Simplifying life: The art of choosing over being chosen

In the fourth six-weeks set of my fourth grade year, I hid my report card. I’d made a B.

For as long as I can remember, I’ve been horrible at math. (I’m still terrible at it. I still use my fingers to count or a calculator to do simple division.) That six-weeks we’d done quizzes over multiplication tables and it didn’t go well.

I can remember hiding behind our computer desk after mom found out my secret, but they caught me eventually.

Dad wasn’t mad at me. He wasn’t upset with me. But — even at the age of 10 — I could tell he was confused because he’d expected better. He told me I needed to try harder. That I needed to learn math, but 12 years later, I know that’s not true.

Here’s the thing: no matter how hard I try, I’ll never be good at math. Even if I spent the next 48 hours memorizing formulas and tables I still would not be good at math. I’d be good at memorizing.

Memorization, habit and patterns are rarely good reasons to do something.
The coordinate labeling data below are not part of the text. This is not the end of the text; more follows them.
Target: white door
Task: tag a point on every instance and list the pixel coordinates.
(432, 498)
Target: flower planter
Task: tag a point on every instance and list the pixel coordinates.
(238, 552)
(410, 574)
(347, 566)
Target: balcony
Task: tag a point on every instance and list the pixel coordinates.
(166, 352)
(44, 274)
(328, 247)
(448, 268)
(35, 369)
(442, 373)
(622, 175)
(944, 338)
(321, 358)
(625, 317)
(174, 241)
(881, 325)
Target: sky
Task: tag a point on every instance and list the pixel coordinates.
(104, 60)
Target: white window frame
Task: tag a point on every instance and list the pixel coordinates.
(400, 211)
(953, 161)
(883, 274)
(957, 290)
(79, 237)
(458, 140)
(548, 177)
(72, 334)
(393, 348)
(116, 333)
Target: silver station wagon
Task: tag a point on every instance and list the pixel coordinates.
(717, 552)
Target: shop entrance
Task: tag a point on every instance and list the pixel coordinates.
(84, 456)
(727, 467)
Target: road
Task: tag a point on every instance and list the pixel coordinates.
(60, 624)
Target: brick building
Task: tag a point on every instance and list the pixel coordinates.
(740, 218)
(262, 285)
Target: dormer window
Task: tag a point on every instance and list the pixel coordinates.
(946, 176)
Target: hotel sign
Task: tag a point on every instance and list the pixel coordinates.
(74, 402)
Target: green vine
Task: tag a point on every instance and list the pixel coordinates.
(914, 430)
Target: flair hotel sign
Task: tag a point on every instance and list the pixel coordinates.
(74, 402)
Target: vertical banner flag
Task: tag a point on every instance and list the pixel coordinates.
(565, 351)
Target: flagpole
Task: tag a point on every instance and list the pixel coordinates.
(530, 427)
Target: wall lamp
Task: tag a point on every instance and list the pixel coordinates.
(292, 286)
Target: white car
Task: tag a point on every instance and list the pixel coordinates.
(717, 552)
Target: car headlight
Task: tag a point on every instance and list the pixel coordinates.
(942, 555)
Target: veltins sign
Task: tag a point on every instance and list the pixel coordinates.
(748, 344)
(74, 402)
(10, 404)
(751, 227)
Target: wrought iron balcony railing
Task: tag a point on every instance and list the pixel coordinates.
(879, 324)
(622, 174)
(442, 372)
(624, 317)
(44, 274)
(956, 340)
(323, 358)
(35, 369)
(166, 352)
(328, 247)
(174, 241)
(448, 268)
Choice — personally deciding “I like this and I don’t like that” — is the reason to start, to follow through, to show up regularly.

***

A couple books I read recently have been about choice. My favorite was “Essentialism: The Disciplined Art Of Less” by Greg McKeown, who suggests thinking about choice in polar terms.

McKeown says to ask “Do I love this or do I just do it?” for everything cluttering life.

With parchment paper and sharpies, I took this to heart and channeled down to bare essentials — to what I love doing. Things like: writing, leading and caring. Now, everything not on the list is on an organized path out.

I want to love the few thing I’m doing and I want to do them fully — with grace and care.

This means choosing to raise my hand less often, even though I love going first. And choosing to say less — waiting to say the right things, not just say things.

This art of choice isn’t selfish. It lets us provide our best to a world filled of (and expecting) mediocrity.

***

Hemingway famously rewrote the ending for “A Farewell To Arms” 47  times. He told George Plimpton of the Paris Review the reason for this was: “Getting the words right.”